To continue the value theory discussion in light of Marx's writing in the Grundrisse, I could try and attempt a longer thought with more thorough comments, but I'll keep it short and just say: correct me if I'm wrong:
The fact that labor power can produce more than its value is not due to some magical properties, but boils down to the historically attained level of productivity of labor. If productivity were such that every adult would have to spend all day (minus sleep) to gather enough food just to survive (this is equivalent to the situation where the product of labor is equal to the value of labor power), there would be no surplus product. Capitalism, and class society in general, would be impossible. However, humans must have reached a level of productivity allowing for some surplus product pretty early in their (pre)history. Since value is defined as "congealed", "objectified", "abstract", social (human) labor, Marx's theory of value is a theory about how human labor is regulated in a commodity-producing society. It's a social theory, to put it bluntly, about how people act. Marx saw the apportioning of human labor as the central, ever-present task for all societies. Social labor is what makes the social world go around. So he set about constructing a theory that explains how it works in capitalism. It could be expected that the central concept of that theory would be about... human social labor.

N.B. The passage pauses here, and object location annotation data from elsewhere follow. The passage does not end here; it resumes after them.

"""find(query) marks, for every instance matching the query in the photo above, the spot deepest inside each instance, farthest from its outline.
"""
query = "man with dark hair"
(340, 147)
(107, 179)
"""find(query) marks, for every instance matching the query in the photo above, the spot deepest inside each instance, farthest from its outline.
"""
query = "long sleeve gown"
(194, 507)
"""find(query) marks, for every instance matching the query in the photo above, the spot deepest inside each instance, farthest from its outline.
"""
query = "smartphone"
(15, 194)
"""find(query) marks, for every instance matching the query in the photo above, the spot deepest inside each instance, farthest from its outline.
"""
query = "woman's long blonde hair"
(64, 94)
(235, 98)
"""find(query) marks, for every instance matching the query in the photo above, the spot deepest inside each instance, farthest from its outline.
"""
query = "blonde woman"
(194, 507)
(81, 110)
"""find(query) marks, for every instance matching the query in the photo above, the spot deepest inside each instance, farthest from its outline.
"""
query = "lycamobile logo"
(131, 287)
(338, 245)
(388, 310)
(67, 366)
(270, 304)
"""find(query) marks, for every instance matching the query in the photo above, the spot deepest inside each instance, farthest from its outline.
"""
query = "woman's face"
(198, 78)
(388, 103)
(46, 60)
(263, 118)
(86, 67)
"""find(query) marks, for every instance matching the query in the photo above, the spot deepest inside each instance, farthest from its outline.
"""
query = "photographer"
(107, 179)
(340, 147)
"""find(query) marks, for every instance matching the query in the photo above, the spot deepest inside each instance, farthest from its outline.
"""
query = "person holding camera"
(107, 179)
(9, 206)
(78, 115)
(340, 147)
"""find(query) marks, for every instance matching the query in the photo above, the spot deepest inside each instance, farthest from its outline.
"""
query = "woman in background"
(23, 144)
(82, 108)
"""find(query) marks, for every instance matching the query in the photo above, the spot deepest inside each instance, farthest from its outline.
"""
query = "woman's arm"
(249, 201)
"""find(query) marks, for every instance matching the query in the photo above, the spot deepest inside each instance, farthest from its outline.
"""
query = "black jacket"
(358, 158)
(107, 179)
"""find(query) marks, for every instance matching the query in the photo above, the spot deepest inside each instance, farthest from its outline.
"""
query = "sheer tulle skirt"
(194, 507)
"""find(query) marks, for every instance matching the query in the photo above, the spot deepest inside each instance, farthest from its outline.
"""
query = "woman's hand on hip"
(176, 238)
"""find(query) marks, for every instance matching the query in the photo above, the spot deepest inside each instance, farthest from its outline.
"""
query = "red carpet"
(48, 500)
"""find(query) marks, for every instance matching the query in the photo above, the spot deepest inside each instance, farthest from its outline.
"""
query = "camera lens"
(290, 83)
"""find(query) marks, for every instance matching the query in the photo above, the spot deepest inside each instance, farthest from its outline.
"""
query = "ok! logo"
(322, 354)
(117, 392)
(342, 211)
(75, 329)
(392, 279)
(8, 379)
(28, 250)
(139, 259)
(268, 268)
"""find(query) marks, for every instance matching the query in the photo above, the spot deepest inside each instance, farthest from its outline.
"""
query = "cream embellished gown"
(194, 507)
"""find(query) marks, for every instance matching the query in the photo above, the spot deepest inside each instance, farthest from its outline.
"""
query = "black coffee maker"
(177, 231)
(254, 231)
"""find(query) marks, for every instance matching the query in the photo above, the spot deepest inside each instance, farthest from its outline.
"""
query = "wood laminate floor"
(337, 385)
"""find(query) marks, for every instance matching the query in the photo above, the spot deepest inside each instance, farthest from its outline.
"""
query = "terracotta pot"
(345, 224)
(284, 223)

It is (abstract) human social labor that creates value, while the operation of a machine or the activity of an animal doesn’t and/ or can’t. Just one caveat, for good measure, human concrete labor is certainly not the substance of value: it is abstract labor. Abstract labor didn't always exist; there have always been things with the property of being human social labor, some kind of concrete labor. That category is transhistorical and discussed e.g., by Aristotle. Abstract labor is quite different, i.e., a historical formation of concrete labor. The proposition arises within a theory of the different forms of social re-production, or social labor. In the specifically capitalist social (production) relations, just as most any work in any period takes the form of a work, a product, so here the "private", "abstract", latently-social labor instantiated in alienated work trapped in capitalist production relations takes the form of (the product’s) value.
Now, the question is: why that in capitalism human social labor takes the form of value? The general answer is, because of the (historically specific) division of labor typical of general commodity production. Capitalism is premised on atomized, private producers (that don't produce according to a preexisting social plan, nor are they directed by a higher authority. They produce whatever they want, throw it at the market, and then wait whether it will be recognized as socially useful and as part of total social labor (and to what quantitative extent). If it is, this is a signal to go on producing. If it isn't, it's a signal to switch branches or go bankrupt. This is extremely simplified but still understandable, I hope. Whereas in a non-capitalist economy, human labor is directly social (it is apportioned prior to the fact of being set in motion); in capitalism, the private labor only becomes recognized as social through the market. So the apportioning of human social labor in non-capitalist societies is done "ex ante", while in capitalism it's "post festum". The market gives signals and social labor is apportioned based on them.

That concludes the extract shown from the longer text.